The COVID-19 pandemic response and writing workshop by the Ghana Field Epidemiology and Laboratory Training Programme (GFELTP) was supported with funding from President Malaria Initiative - CDC, and Korea International Cooperation Agency (on CDC CoAg 6NU2GGH001876) through AFENET.
按人群、地点和时间描述加纳疫情头四个月检测到的新冠病毒病病例的流行病学特征,以了解该疾病的当地流行病学情况。
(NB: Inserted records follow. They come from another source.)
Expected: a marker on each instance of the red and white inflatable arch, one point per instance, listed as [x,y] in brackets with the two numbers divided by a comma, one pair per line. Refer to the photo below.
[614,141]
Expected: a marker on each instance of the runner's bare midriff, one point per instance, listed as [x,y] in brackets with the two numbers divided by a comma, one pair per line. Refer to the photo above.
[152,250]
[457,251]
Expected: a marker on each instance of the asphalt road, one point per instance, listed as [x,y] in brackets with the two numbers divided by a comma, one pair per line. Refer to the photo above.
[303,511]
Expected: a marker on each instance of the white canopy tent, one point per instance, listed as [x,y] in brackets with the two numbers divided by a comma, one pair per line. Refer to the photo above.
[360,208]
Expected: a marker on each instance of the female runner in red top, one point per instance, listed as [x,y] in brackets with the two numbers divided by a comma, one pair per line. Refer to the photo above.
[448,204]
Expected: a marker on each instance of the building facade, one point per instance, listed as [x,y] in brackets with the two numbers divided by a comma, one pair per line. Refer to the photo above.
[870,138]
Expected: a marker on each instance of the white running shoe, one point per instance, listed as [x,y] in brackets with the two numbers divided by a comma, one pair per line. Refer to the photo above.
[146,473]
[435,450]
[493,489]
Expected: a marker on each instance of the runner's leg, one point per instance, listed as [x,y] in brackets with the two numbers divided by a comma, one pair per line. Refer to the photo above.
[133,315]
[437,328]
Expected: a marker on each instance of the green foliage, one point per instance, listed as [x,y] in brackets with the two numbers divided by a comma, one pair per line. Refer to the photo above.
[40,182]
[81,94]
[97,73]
我们对2020年3月12日至6月30日加纳所有确诊的新冠病毒病病例进行了探索性描述性研究。数据来自该国的电子数据库,经合并、清理后,使用中位数、比例和地理空间分析进行汇总。
横断面研究设计。
加纳。
2020年3月12日至6月30日加纳所有确诊的新冠病毒病病例。
无。
按人群、地点和时间对2020年3月12日至6月30日加纳记录的所有确诊新冠病毒病病例进行流行病学特征描述。
共记录了17763例病例,年龄中位数(四分位间距)为33岁(1个月至85岁)。在确诊病例中,10272例(57.8%)为男性,3521例(19.8%)有症状,其中1420例(40.3%)有咳嗽症状。其余14242例(80.2%)为无症状感染者。大阿克拉地区确诊病例数最多,为11348例(63.9%)。由于热点地区与其他地区之间的内部迁移,截至2020年6月30日,所有16个行政区均有新冠病毒病病例记录。流行病学曲线显示为传播性暴发,记录了117例死亡(病死率=0.67%)。
2020年3月12日在加纳确认发生了新冠病毒病传播性暴发。从热点地区向其他地区的内部迁移导致病毒在全国传播。大多数病例为无症状感染者。
加纳现场流行病学和实验室培训项目(GFELTP)开展的新冠病毒病疫情应对及写作研讨会得到了疟疾防治总统倡议组织 - 美国疾病控制与预防中心(CDC)以及韩国国际合作机构(根据CDC合作协议6NU2GGH001876)通过非洲现场流行病学网络(AFENET)提供的资金支持。